The process should use the fundamentals of VoC while delivering a professional and engaging experience. First, the interview should keep the customer’s objectives in the center. The interviewer probes to truly understand the customer’s problems – resulting in a customer that feels “heard” and appreciated. Although this is also a B2C process attribute, it has more usefulness in B2B. When an interviewer deeply listens to a customer, this endears the interviewee to them. It’s an antidote to any concern that the interviewer secretly is using the session as a selling opportunity. Meanwhile, the interviewing team respects the moderator’s role so that the session itself feels like an engaging conversation amongst peers.  Next, the interviewing process itself should deliver a professional experience. For example, with the flagship product of New Product Blueprinting, Blueprinter 5.0 software, the customer will see a professionally designed layout which features digital sticky notes, an agenda, multiple views, multiple languages (if applicable), even multiple colors to categorize customer data types. It is a simple and elegant display: attractive for the customer – and simple for the interviewer. Next the process should provide an attractive, professional account to recap the interview.
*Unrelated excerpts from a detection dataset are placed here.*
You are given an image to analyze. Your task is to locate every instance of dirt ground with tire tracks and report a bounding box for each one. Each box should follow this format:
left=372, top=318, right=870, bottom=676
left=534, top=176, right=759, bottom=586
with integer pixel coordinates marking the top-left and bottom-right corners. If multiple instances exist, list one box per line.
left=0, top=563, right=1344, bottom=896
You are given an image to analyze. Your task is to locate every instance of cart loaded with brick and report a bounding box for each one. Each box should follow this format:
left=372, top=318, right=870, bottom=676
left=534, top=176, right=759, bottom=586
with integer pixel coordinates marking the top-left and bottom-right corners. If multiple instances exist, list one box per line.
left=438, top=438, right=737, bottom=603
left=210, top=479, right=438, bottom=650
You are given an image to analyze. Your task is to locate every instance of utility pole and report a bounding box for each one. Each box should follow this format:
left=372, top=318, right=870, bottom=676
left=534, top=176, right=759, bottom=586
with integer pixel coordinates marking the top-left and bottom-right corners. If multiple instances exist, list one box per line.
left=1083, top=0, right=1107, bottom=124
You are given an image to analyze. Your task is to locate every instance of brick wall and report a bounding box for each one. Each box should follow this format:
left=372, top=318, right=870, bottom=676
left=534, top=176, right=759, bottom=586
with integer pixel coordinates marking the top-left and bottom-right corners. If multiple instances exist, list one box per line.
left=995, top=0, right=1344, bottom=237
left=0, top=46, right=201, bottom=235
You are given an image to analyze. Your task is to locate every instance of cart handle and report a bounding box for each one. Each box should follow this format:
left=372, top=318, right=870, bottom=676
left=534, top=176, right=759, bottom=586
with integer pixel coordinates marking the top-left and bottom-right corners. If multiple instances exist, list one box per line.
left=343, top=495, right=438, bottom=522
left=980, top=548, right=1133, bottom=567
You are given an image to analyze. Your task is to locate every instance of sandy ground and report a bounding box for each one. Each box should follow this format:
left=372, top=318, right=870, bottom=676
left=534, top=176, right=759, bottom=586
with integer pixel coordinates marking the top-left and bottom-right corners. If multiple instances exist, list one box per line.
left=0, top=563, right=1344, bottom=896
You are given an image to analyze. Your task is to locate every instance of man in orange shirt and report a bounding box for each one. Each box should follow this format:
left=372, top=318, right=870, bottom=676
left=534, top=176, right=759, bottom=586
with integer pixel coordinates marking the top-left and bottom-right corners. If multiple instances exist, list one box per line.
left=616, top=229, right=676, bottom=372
Also within Blueprinter 5.0, the Blueprinting team can export the notes to an official report. As a PDF, the report will become a digital business card –  circulating amongst many decision makers within the walls of the customer’s business.  

Finally, a B2B-focused VoC process should be designed to maintain contact with the customer throughout development. To support this, Blueprinter software allows interviewing teams to capture tasks and assign them to team members – visible for all to see. This helps them to stay accountable for any promises made.

 

When the process builds engagement, it improves relationships. When it provides insight, it fills the pipeline with new ideas. But with both together, there is a third benefit: higher ROI for new products. How so? When customers are engaged from the beginning, they will buy not only because the product addresses their needs but also because they were included along the way. The respectful peer-to-peer conversations positioned the B2B marketer as a partner rather than a vendor. Also, during the selling process, the marketer won’t have to bore them with the 75 features the product has, but rather, they can just speak to the handful that matters. As everything comes together – the right product – pitched by a valued partner –  provides perhaps the biggest benefit of all to the B2B company: shorter sales cycles – “and there was much rejoicing.” Shorter sales cycles mean that the “time to money” will be much less.

 

For B2B, it would be hard to overstate the importance of a VoC system that drives both engagement and insight.

It’s the difference between opening a new manufacturing plant or closing an old one. The difference between maxed out bonuses versus watching the best employees leave. It’s the difference between having to justify poor EPS growth as opposed to reading about your latest stock upgrade. All B2B firms would certainly be wise to assess their VoC process for both engagement and insight.